Letting the acquired technology exist as it is, and letting the former Powerset employees continue to contribute code to Hadoop, represents a shift in mindset and strategy at the company to be more friendly toward open-source technology and realize that "innovation occurs across a wide variety of technologies," he said.

In addition to the Powerset code, Microsoft also for the first time in 2008 began contributing other code to open-source projects. In July, Microsoft began providing code to a PHP project called ADOdb. PHP is an open-source, freely available scripting language that developers widely use for Web development.

Duffner's group, under the direction of Microsoft Senior Director Sam Ramji, is driving this movement to not only accept open-source software as a technology with which Microsoft's software has to interoperate effectively, but also to see it as beneficial to both Microsoft's own business goals and the industry as a whole.

Having long positioned Windows and other proprietary software against open source as "us versus them," Microsoft is now trying to convince customers that the two technologies are not mutually exclusive and in fact can even be complementary at times.

Part of the duty of the Platform Strategy Group, formed a little over a year ago, is also to reverse the message of Microsoft's previous and infamous "Get the Facts" campaign, which aggressively tried to show customers the value proposition of deploying a Windows environment instead of Linux.

This new attitude also is a far cry from the Microsoft of only a year-and-a-half ago, when CEO Steve Ballmer claimed that Linux violates 235 patents Microsoft holds and said the company was considering seeking patent royalties from open-source distributors.

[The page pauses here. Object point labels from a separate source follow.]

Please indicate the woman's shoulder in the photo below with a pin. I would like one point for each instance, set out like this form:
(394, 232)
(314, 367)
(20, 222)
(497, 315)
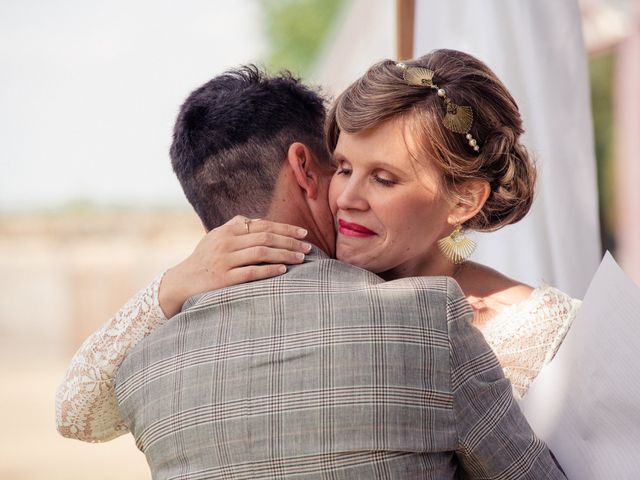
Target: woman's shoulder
(490, 292)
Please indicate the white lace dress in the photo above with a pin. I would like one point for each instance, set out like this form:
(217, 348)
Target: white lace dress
(524, 337)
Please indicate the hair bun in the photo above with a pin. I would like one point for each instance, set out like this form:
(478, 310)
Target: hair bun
(512, 179)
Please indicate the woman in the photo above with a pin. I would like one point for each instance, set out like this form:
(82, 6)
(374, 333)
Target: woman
(422, 150)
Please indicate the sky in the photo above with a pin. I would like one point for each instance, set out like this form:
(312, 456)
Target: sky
(89, 92)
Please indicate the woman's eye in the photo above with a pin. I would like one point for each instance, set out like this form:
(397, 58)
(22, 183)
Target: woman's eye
(384, 181)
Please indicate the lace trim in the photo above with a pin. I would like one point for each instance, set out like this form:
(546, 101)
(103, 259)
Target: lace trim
(527, 335)
(86, 406)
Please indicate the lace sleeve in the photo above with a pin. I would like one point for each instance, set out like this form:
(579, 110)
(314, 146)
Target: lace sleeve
(86, 407)
(526, 336)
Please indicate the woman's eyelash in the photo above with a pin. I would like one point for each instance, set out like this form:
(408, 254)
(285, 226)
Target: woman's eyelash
(384, 181)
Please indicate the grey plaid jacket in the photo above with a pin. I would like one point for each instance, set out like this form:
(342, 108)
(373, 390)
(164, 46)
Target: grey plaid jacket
(326, 372)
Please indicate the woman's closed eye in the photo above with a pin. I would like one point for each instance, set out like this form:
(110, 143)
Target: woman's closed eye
(343, 169)
(383, 180)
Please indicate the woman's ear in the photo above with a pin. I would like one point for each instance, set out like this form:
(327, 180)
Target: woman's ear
(470, 197)
(302, 164)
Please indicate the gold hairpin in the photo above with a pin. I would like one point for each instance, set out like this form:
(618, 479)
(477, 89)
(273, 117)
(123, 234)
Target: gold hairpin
(459, 118)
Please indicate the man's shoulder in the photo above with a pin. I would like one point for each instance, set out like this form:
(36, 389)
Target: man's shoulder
(329, 276)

"It's been quite a while since we've heard very much saber-rattling [from Microsoft] on open source," said Jay Lyman, open-source analyst with The 451 Group. "It's indicative that there is true change going on over there."

However, even members of the Platform Strategy Group team admit that turning the entire Microsoft ship to accept this new attitude is no easy task, and it's a process that is still evolving across the company.

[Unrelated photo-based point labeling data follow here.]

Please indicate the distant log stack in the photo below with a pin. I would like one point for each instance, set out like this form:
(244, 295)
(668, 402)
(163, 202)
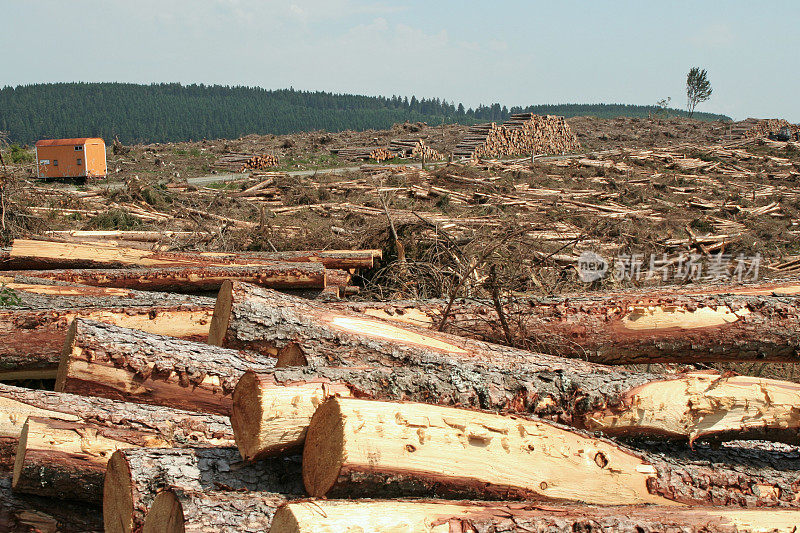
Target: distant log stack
(762, 128)
(364, 153)
(415, 149)
(523, 134)
(259, 162)
(245, 162)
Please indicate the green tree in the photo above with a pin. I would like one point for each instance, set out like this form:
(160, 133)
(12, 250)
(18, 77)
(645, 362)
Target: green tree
(698, 88)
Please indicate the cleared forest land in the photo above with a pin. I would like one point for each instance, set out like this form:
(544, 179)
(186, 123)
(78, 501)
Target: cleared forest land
(621, 315)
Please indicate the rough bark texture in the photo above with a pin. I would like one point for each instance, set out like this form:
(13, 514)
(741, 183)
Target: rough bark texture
(737, 473)
(271, 411)
(30, 514)
(625, 329)
(304, 332)
(135, 476)
(193, 278)
(67, 460)
(421, 516)
(43, 255)
(32, 334)
(191, 511)
(569, 391)
(182, 428)
(349, 456)
(124, 364)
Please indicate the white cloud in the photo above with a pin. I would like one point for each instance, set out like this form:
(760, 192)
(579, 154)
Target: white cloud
(716, 35)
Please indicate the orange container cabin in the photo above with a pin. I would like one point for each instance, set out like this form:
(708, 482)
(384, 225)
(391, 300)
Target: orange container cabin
(71, 158)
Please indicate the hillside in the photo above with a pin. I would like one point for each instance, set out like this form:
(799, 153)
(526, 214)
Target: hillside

"There are some groups within Microsoft [where] it's taking longer for the message to filter down," said Peter Galli, senior open-source community manager of the Platform Strategy Group.

Microsoft hired Galli, a former journalist who covered both Microsoft and Linux, several months ago as a "change agent" to help spread the new open-source message across the company, Duffner said.

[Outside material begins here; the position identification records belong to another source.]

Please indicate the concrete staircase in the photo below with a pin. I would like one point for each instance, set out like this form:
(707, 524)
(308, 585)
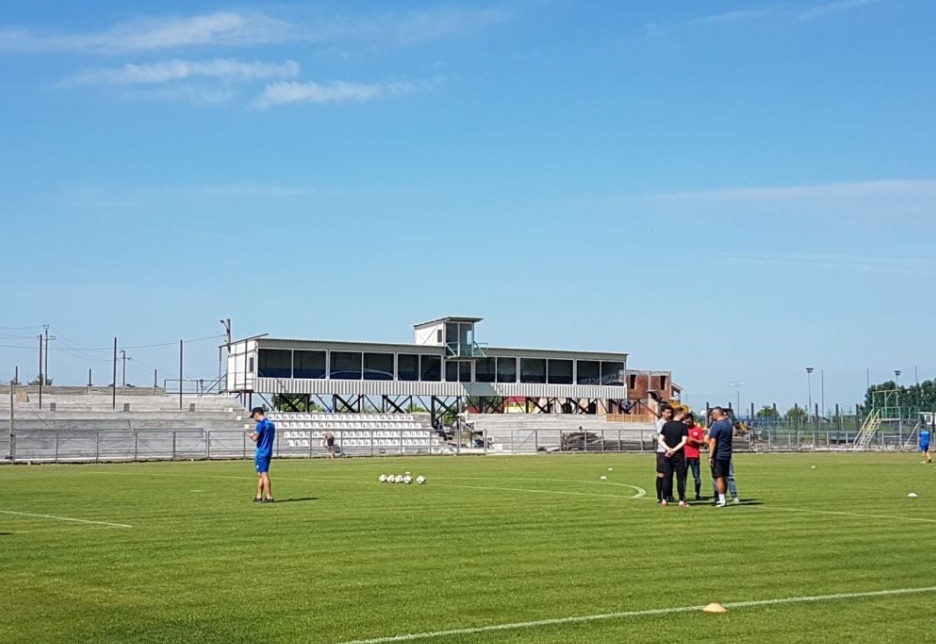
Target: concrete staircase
(528, 433)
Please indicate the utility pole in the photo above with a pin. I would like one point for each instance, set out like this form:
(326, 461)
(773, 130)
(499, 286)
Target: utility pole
(124, 357)
(41, 376)
(12, 400)
(226, 323)
(114, 381)
(181, 364)
(47, 338)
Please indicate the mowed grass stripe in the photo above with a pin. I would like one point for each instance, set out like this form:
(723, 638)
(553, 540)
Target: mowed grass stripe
(365, 560)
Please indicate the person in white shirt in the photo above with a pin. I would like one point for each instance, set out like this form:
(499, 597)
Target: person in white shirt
(666, 415)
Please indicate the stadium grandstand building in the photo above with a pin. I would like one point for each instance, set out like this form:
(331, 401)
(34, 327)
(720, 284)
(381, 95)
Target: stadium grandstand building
(443, 370)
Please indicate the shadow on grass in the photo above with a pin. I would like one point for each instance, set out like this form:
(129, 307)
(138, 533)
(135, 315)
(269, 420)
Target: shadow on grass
(709, 503)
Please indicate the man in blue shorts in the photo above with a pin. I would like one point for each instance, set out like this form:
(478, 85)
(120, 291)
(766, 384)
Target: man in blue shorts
(924, 443)
(264, 436)
(720, 435)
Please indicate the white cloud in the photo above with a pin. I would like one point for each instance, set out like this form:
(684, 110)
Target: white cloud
(148, 34)
(235, 29)
(185, 93)
(284, 92)
(222, 69)
(886, 187)
(824, 10)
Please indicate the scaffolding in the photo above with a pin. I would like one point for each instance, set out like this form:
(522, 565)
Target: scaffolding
(886, 421)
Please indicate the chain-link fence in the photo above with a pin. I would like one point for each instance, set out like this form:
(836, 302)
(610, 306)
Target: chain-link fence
(111, 445)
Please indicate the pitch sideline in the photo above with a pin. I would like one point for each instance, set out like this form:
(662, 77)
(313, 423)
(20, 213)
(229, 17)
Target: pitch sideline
(410, 637)
(49, 516)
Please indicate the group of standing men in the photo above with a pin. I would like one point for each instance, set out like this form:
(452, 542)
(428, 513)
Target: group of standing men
(680, 443)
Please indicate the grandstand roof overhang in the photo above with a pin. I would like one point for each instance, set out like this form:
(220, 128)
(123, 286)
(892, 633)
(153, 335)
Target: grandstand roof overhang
(450, 318)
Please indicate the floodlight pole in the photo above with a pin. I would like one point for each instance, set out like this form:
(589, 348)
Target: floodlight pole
(809, 371)
(41, 376)
(12, 399)
(822, 391)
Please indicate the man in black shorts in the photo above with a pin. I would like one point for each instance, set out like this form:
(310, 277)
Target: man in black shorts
(673, 438)
(720, 452)
(666, 415)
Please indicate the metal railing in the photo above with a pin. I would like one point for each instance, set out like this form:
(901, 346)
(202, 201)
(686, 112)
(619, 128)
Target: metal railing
(147, 445)
(195, 386)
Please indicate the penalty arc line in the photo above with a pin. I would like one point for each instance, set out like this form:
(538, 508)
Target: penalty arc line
(638, 613)
(49, 516)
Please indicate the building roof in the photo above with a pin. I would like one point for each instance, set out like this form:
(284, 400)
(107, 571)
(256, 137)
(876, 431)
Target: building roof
(449, 318)
(429, 348)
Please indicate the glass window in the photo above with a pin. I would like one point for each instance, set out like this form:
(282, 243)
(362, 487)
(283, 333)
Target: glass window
(612, 373)
(346, 366)
(308, 364)
(484, 370)
(378, 366)
(506, 370)
(275, 363)
(451, 333)
(560, 372)
(430, 368)
(408, 367)
(589, 372)
(532, 370)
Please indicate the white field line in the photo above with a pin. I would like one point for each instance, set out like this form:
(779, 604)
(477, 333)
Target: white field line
(836, 513)
(640, 492)
(49, 516)
(637, 613)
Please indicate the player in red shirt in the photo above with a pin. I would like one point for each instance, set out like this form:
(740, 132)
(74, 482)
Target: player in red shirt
(696, 442)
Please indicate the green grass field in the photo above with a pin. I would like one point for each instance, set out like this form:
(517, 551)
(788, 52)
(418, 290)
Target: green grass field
(489, 541)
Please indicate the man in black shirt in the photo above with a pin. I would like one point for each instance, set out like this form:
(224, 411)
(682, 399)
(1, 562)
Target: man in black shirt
(673, 437)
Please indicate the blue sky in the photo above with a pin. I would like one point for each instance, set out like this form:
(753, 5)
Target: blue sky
(734, 190)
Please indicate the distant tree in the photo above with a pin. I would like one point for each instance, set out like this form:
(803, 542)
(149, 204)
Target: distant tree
(796, 414)
(767, 412)
(288, 402)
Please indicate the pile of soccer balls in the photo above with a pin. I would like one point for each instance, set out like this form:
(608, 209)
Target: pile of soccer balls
(405, 479)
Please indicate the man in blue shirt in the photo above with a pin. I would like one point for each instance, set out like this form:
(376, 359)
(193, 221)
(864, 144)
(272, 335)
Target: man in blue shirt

An example of how old habits die hard came just last week, when Microsoft's public relations team posted a case study on its PressPass Web site highlighting how a U.K. company called Speedy Hire expects to save US$1.48 million in five years after switching from Linux to Windows. The interview, which Microsoft's public relations team pointed out to journalists through an e-mail campaign, had no apparent news value and seemed out of context, as the Speedy Hire case study was a year old.

Blatant open-source bashing like this is what the Platform Strategy Group is trying to change, Galli said.

However, Microsoft still believes that running a Windows Server environment has a better total cost of ownership than a Red Hat Enterprise Linux environment, something that many customers still don't quite understand because some still believe open source means free of charge.

This message is especially important during the current recession in the U.S., when many companies are looking to cut costs, Duffner said.

He stressed that Microsoft by no means wants to promote the use of open-source software to its customers, and still thinks its own software is superior. However, embracing open source is about giving customers and developers the chance to make their own decisions about which software to buy, and making sure both Microsoft and open-source software can be part of the same buying decision, Duffner said.

The 451 Group's Lyman concurred that Microsoft's interest in open source is "its own self-interest." "They want open source on Windows to be just as good as open source on Linux," he said.

Lyman added that it "makes sense" for Microsoft to differentiate between attacking other vendors like Red Hat and attacking open source as an ideology, which is what the company has done in the past and which has proven to be a battle that it can't win.